The result, Harris says, is that people have been forced to “look within.”

“You don’t have the types of escapes, if you will, that you had before. You’ve really had to become one and get to know yourself more – to figure out what you needed to get through some of the most challenging times, in terms of unrest,” she says. “It really has forced us to figure out new ways of communicating. New ways of engaging. Because what is true is that these challenges still exist. Now – more so than ever – the challenges are there.”

Harris says she had received multiple calls from friends, colleagues, and associates who were truly struggling through everything 2020 yielded – the uncertainty, the unrest, the social upheaval.

As she had done so often before, she went to work.

The host of a Women’s Empowerment Organization – WeEmpowerWomen – she opened up lines of communication.

“I call them kind of mental health sessions if you will … and we’ve [been trying to help] people navigate these challenging times,” she says. “We’ve had a lot of people talking about the importance of the relationship you have with yourself. We had a special on domestic violence because those cases were increasing.”

Harris was also nominated to AT&T’s Equality and Inclusion Task Force, where she was charged with figuring out how to best communicate internally, externally, and beyond.

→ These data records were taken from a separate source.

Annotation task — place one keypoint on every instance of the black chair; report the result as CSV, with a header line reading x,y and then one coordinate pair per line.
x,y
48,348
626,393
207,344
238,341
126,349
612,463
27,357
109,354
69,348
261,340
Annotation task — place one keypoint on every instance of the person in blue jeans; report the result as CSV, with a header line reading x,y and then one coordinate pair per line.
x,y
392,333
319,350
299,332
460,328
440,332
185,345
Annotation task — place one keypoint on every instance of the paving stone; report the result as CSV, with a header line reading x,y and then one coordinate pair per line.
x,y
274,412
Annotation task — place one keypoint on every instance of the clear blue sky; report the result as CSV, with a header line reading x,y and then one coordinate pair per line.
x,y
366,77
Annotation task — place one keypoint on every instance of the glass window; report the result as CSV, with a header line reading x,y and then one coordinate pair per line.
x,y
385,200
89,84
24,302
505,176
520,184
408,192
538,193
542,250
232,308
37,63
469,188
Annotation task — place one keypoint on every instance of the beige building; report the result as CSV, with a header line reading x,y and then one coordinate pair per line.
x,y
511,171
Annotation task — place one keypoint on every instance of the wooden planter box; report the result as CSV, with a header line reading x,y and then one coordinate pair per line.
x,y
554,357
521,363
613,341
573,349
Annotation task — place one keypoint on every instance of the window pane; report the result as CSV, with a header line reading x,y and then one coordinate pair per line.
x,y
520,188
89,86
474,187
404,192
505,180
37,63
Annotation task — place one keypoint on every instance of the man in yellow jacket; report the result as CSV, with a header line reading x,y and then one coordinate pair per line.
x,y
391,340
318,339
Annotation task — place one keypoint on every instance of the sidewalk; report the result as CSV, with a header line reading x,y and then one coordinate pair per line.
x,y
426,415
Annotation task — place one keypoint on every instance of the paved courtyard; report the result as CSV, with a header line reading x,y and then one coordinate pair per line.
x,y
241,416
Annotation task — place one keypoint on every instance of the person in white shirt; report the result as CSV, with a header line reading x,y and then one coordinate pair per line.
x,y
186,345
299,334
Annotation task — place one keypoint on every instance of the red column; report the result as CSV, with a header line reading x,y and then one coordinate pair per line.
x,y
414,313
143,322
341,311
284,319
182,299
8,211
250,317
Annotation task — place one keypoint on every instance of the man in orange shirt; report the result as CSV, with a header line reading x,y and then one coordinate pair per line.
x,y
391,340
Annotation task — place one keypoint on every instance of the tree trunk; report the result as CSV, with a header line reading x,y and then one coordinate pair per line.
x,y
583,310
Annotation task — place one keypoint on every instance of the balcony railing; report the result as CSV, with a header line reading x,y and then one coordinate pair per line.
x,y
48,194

 “I’m able to say as a woman of color and an African American woman that some of the challenges I’ve constantly faced haven’t necessarily been given a voice in the workplace or in different environments. But I think with George Floyd, there was no more holding that back. This has been an incredibly challenging year and we might all be in the same storm – but we’re riding it out in different boats.”

So many people, she says, are struggling with world events. Everyone is recalibrating and figuring out how to move forward when daily routines have changed.

“Work is no longer going to work. I’m sitting in my home office here and my son may bust through the door at any minute telling me about his friend that’s slouching in the classroom. It’s just a very, very different time for all of us,” she says. “Still, we have to understand and learn how to set our own boundaries, as well as figure out what we need to replenish ourselves, [while] knowing that the needs are still there. We must constantly be mindful [of the needs] all around us and … how we can use ourselves and use our gifts to help and build communities.”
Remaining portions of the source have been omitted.